Tuesday, December 8, 2009

Discovery Of Novel New Class of Antimicrobial Agents... ......

We know that most of the bacteria are getting resistant to the present drugs and there is an urgent need to find a solution for resistant bacteria. Inn this global fight against resistant bacteria many companies are trying different ways and now Chaperone Technologies, Inc has come up with something innovative and interesting way, i.e., the company is trying to develop antimicrobial compounds that work by inhibiting bacterial hsp70 proteins (an entirely new mechanism of action).

Chaperone’s antimicrobial program focuses on development of peptide as well as small molecule hsp70 inhibitor drugs that block the effect of this important class of molecular “chaperones” whose role is to help mediate or respond to toxic misfolded proteins within bacteria. Inhibition of this critical bacterial protein has been proven to kill bacterial pathogens. Besides antimicrobials, the inhibition of hsp70 molecular chaperone proteins present in other cell-types has a range of therapeutic applications that are being investigated by the company.
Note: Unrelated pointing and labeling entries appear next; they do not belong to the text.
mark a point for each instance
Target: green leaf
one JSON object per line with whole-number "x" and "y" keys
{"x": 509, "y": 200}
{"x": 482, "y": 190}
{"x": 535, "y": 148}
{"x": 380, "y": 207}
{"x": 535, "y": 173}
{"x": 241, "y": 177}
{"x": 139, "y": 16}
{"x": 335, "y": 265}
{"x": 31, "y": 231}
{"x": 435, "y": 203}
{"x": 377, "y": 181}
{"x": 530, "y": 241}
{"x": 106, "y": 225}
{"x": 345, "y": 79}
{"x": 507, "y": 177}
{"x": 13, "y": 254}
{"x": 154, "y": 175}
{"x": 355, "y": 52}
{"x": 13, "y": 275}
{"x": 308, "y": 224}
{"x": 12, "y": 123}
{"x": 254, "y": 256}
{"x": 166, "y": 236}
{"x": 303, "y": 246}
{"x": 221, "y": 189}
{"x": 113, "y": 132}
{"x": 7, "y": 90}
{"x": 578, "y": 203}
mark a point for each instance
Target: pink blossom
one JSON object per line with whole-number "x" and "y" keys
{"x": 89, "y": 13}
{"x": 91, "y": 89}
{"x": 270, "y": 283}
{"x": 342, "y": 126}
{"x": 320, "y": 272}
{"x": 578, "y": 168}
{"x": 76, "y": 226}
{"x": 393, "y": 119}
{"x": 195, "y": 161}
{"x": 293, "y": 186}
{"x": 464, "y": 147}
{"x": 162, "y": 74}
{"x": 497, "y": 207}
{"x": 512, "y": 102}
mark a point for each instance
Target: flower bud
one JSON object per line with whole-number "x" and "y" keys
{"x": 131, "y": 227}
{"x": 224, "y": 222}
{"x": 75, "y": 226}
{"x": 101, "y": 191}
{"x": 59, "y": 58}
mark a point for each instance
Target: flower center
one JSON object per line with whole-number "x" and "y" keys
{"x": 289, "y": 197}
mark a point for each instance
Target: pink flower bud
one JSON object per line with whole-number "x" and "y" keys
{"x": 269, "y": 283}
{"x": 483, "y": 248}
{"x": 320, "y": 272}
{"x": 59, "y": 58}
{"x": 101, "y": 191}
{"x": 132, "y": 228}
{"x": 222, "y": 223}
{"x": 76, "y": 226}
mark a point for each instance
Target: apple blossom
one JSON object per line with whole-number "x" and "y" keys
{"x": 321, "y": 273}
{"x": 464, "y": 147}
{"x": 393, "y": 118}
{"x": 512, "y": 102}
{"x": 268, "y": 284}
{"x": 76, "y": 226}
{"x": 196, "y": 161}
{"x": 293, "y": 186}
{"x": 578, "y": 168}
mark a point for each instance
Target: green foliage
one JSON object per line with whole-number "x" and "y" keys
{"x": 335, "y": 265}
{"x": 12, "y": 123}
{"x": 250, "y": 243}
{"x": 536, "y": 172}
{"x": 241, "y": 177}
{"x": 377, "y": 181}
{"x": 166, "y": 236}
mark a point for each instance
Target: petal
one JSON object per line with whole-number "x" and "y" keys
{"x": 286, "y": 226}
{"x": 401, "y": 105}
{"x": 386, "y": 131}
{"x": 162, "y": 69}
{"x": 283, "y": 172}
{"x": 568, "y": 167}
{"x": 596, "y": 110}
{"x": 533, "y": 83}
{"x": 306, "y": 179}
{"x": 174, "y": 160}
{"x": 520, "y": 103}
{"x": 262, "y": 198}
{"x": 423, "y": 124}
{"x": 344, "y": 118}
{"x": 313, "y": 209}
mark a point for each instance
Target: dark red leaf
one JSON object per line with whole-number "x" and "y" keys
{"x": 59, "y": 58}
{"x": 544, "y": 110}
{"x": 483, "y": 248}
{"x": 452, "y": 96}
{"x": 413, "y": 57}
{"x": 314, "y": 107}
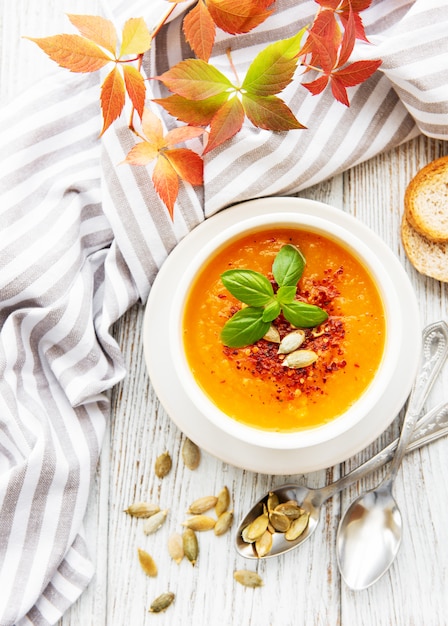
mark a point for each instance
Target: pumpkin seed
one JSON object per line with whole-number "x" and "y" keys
{"x": 291, "y": 509}
{"x": 191, "y": 546}
{"x": 263, "y": 545}
{"x": 162, "y": 602}
{"x": 200, "y": 522}
{"x": 176, "y": 547}
{"x": 222, "y": 501}
{"x": 201, "y": 505}
{"x": 223, "y": 523}
{"x": 256, "y": 528}
{"x": 300, "y": 358}
{"x": 147, "y": 562}
{"x": 291, "y": 342}
{"x": 272, "y": 335}
{"x": 247, "y": 578}
{"x": 154, "y": 522}
{"x": 272, "y": 502}
{"x": 142, "y": 509}
{"x": 279, "y": 521}
{"x": 163, "y": 465}
{"x": 297, "y": 527}
{"x": 191, "y": 454}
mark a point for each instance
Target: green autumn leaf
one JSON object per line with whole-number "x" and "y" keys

Using sophisticated computerized molecular modeling techniques, proprietary high-throughput screening tools developed by Chaperone and other approaches, the company has significantly expanded its library of novel hsp70 inhibitor compounds including CHP-267 and CHP-281, just two of the many promising drug candidates from this highly promising family of small molecule inhibitors discovered by the Company. Chaperone is looking at hsp70 inhibitors as stand alone antimicrobial agents as well as in combination with other antimicrobials (e.g., Finafloxacin.HCl : see the structure -which is under phase II clinical trials). The company recently received a US Patent covering a method of significantly amplifying the effectiveness of other antimicrobials by combining their use with that of an hsp70 inhibitor. Combining a bacterial hsp70 inhibitor with another antimicrobial yields increased bacterial killing of clinically important pathogens and the potential for combination therapy.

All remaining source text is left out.